In the country itself senior citizens are rising right now. Prices for raw resources are rising.
Meruert Makhmutova, an economist and former director of the public fund Center for the Analysis of Public Problems, who is currently living in Almaty, noted that the state once invested part of Kazakhstan’s pension assets in Russian securities.
Among them are bonds of the Ministry of Finance of the Russian Federation, bonds and depository receipts of such companies as “Gazprom”, “Sberbank”, “Rosneft”, “Vneshtorgbank”, “Norilsk Nickel”, which are on the US and EU sanctions lists.
“The shares of these companies collapsed, and the UAPF [Unified Accumulative Pension Fund] pension fund will be forced to record losses when revaluing these assets,” Makhmutova told “Caravansary”.

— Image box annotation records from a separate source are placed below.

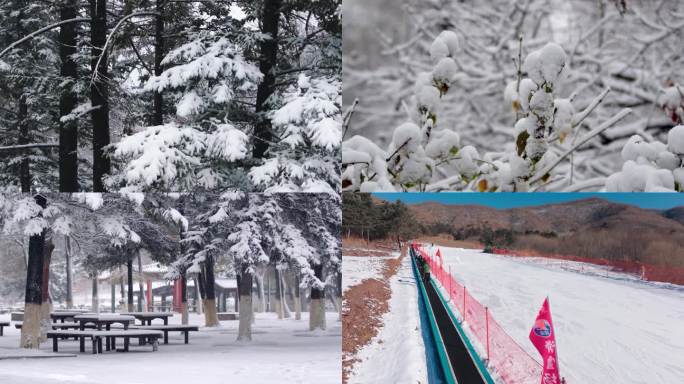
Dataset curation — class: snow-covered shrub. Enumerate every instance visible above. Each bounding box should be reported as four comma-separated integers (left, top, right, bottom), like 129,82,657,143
606,125,684,192
249,74,342,192
342,31,629,192
658,84,684,124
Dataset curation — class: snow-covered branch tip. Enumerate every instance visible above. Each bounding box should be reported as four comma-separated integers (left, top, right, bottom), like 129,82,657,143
90,11,161,86
0,17,90,57
0,143,59,151
342,98,359,140
530,106,632,184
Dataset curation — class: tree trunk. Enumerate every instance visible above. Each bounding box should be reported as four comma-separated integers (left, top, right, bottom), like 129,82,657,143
294,272,302,320
109,280,116,313
194,277,202,315
254,271,266,312
20,195,47,348
309,264,325,331
17,94,31,193
181,272,190,325
64,236,74,309
119,267,126,312
203,255,220,327
92,274,100,313
238,265,254,341
235,274,240,312
273,266,285,319
152,0,166,125
252,0,282,159
90,0,111,192
59,0,78,192
126,257,135,312
280,274,291,319
40,237,55,343
138,251,147,312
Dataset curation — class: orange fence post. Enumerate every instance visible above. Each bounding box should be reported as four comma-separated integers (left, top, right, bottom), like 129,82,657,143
485,307,491,360
463,285,466,322
449,265,452,300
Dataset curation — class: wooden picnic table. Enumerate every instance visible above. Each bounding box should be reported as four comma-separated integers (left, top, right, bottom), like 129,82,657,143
50,311,84,323
74,313,135,351
122,312,173,325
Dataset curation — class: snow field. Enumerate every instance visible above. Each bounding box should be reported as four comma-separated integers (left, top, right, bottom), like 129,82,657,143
0,312,342,384
342,253,398,292
429,247,684,384
343,256,427,384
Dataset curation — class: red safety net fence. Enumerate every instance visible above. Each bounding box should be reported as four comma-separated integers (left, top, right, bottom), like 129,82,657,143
414,244,542,384
492,248,684,285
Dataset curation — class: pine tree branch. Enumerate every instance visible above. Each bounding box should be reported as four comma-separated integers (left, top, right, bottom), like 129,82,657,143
0,143,59,151
0,17,90,57
90,11,161,84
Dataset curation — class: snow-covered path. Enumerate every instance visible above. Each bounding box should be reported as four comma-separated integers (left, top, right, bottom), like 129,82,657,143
431,247,684,384
0,313,342,384
344,256,427,384
342,255,397,292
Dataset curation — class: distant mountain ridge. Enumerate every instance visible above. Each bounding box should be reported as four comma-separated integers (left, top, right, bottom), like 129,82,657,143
407,197,684,235
407,198,684,272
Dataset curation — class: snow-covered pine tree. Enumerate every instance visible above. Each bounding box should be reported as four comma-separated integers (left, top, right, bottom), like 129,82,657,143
110,32,261,190
250,73,342,193
0,0,60,192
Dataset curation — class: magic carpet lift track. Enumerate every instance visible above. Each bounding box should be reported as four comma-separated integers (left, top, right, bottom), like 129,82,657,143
410,248,495,384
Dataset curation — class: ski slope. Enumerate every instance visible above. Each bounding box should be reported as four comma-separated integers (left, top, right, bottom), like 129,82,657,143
343,255,427,384
428,247,684,384
0,312,342,384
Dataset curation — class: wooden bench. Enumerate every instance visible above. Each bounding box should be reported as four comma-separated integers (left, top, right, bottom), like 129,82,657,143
0,321,9,336
130,325,199,344
222,312,238,321
47,329,163,354
14,322,95,329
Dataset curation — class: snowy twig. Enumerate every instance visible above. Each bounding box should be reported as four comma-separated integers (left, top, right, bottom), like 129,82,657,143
90,11,161,85
530,108,632,184
0,143,59,151
0,17,90,57
385,137,411,162
572,88,610,128
342,98,359,140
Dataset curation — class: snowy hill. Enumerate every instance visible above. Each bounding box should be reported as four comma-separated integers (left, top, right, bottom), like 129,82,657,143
432,248,684,384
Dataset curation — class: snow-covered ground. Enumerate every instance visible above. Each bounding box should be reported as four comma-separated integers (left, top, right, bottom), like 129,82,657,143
0,313,342,384
431,247,684,384
342,255,390,292
343,256,427,384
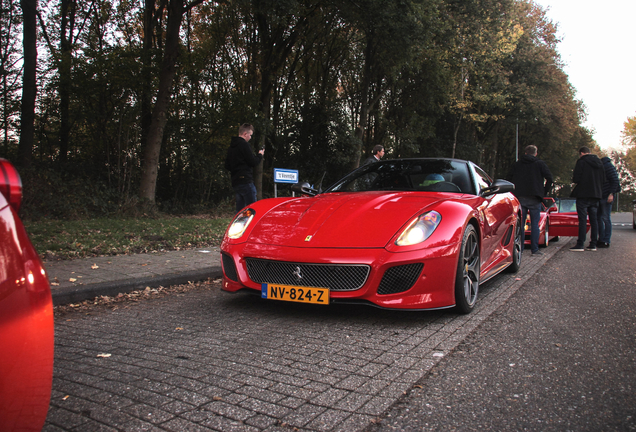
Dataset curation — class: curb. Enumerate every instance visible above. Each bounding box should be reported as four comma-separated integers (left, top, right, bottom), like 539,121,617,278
51,266,223,306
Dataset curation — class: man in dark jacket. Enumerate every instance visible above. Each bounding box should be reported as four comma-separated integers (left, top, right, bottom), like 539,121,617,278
362,144,384,165
506,145,552,255
225,123,265,213
596,156,620,248
570,147,605,252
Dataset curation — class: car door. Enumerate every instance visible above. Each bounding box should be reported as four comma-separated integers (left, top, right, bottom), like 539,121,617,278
473,165,512,278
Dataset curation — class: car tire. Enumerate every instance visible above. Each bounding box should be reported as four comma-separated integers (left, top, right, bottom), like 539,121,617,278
455,224,481,314
506,216,520,273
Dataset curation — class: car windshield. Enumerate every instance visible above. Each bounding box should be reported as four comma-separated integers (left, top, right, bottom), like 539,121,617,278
325,159,475,194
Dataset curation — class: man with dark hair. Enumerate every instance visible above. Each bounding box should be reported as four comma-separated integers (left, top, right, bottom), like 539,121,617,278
362,144,384,165
570,147,605,252
506,145,552,255
596,156,621,248
225,123,265,213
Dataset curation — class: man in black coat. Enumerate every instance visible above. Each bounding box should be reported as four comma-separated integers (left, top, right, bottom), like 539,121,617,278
596,156,621,248
570,147,605,252
225,123,265,213
362,144,384,165
506,145,552,255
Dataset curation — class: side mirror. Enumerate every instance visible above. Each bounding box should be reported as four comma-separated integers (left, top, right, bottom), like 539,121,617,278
291,182,318,196
543,197,559,213
481,179,515,198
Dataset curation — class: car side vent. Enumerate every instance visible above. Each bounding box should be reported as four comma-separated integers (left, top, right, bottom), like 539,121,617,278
503,226,513,246
378,263,424,295
221,253,238,282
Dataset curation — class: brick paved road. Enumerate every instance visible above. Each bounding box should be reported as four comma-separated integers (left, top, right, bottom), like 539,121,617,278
44,239,569,432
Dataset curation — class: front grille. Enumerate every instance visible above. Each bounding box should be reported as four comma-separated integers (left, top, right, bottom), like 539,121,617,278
378,263,424,294
245,258,370,291
221,253,238,282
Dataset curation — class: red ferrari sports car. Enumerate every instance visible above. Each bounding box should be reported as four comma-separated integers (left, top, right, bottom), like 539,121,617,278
0,159,53,431
221,159,523,313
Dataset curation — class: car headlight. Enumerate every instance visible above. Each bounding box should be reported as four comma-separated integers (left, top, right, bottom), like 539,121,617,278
227,208,256,239
395,211,442,246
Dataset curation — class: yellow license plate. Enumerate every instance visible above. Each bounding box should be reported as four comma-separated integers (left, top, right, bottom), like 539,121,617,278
261,283,329,305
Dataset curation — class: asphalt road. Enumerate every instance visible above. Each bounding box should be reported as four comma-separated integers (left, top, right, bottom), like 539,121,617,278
367,219,636,431
44,216,636,432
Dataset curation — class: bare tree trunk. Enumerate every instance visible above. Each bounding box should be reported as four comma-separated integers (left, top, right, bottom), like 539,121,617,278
59,0,77,162
141,0,155,152
18,0,38,167
139,0,185,204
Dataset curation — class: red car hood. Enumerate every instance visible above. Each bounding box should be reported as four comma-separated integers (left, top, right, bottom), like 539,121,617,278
248,192,443,248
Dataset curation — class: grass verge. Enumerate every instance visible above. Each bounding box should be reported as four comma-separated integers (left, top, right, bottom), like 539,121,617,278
24,216,231,260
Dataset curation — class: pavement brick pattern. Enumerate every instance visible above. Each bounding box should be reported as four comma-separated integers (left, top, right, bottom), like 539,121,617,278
43,239,568,432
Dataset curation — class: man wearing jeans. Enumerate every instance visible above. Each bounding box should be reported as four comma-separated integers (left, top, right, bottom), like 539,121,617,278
596,156,620,248
570,147,605,252
506,145,552,255
225,123,265,213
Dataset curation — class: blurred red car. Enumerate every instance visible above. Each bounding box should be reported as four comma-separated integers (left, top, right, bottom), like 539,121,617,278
0,159,53,432
550,198,590,237
524,197,590,247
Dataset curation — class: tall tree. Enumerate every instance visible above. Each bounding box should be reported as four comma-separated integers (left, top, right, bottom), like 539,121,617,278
139,0,204,205
18,0,38,166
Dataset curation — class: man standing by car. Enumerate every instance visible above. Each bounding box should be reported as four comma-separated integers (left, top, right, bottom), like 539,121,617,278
570,147,605,252
362,144,384,165
596,156,620,248
225,123,265,213
506,145,552,255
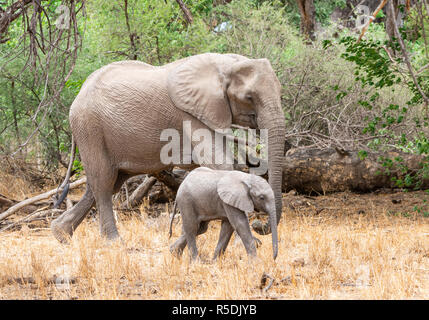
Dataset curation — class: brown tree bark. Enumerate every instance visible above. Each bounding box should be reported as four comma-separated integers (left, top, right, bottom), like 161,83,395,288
296,0,316,41
283,148,429,194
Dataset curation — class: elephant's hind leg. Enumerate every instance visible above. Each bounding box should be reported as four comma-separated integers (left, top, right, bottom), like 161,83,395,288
51,184,94,243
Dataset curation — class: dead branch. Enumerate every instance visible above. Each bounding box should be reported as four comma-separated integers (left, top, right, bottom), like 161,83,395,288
120,177,156,209
176,0,194,24
388,1,429,106
0,177,86,221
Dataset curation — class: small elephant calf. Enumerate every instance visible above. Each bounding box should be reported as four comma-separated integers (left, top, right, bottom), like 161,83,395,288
170,167,278,259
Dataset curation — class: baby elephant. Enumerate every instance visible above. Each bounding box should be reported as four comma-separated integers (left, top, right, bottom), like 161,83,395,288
170,167,278,259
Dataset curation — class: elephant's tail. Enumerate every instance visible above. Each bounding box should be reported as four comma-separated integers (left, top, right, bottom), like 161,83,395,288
54,136,76,208
168,202,177,239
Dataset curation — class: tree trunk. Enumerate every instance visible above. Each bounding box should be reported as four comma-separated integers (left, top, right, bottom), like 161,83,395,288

“All of us, depositors, have lost part of our pension savings,” she stated.
At the same time, Russia is taking measures that are contradicting the principles of the EAEU, which implies the free movement of goods across borders.
On March 10, the Russian authorities decided to ban the export of sugar and grain to the EAEU countries until the end of August to protect the domestic market, despite the fact that Russia is provided with grain for 150% of domestic needs.
The Ministry of Economic Development of the Russian Federation stated that this measure is necessary to prevent the re-export of these products to third countries.
The ban is clearly aimed at Kazakhstan, which, against the memory of a weak harvest last year, has increased grain purchases by 77%, or 2.3 million tons, since July last year, according to the agricultural regulator Rosselkhoznadzor. So it is Kazakhstan who closes the top three buyers of Russian grain after Turkey and Egypt.
The Russian ban has led to an acute shortage of sugar in Kazakhstan, including due to the population’s panic buying.
“Russia itself is already… violating many principles of mutually beneficial cooperation — previously, these were artificial obstacles for Kazakh producers to enter the Russian market,” wrote Dosym Satpayev, a political scientist and director of the Risk Assessment Group from Almaty, on the 18th of March in an article for Forbes.kz.
“And now Russia, in the face of severe sanctions, is imposing restrictions on the export of certain goods, including to the EAEU countries.”
Satpayev believes that the basis for Kazakhstan’s withdrawal from the union with the Russian Federation is provided by Article 3 of the Treaty on the EAEU, which introduces such basic principles as ensuring mutually beneficial cooperation, equality and taking into account the national interests of the parties involved.
The political scientist draws attention to the fact that, according to the documents of the EAEU, by 2025 the members of the union must carry out “harmonization of their legislation in the field of the financial market”, and by that time, in his opinion, Russia will finally secure the status of a pariah for most of the world.
“This will also apply to its financial system, harmonization with which will be akin to a kiss with a dead man,” Satpayev noted. “The leadership of Kazakhstan needs to think about how to avoid this kiss now.”
“Many of our entrepreneurs have long been disappointed with the EAEU, which is in reality beneficial only to the Russian Federation,” Akhmetov is convinced.
“All these years they [Russian officials] have been protecting their market from us with artificial barriers, while our producers have been losing their home market due to the influx of cheap Russian products,” he wrote.
“But it’s obvious already that we can’t stay in the EAEU – Russia and Belarus will sink – and drag us down along with them.”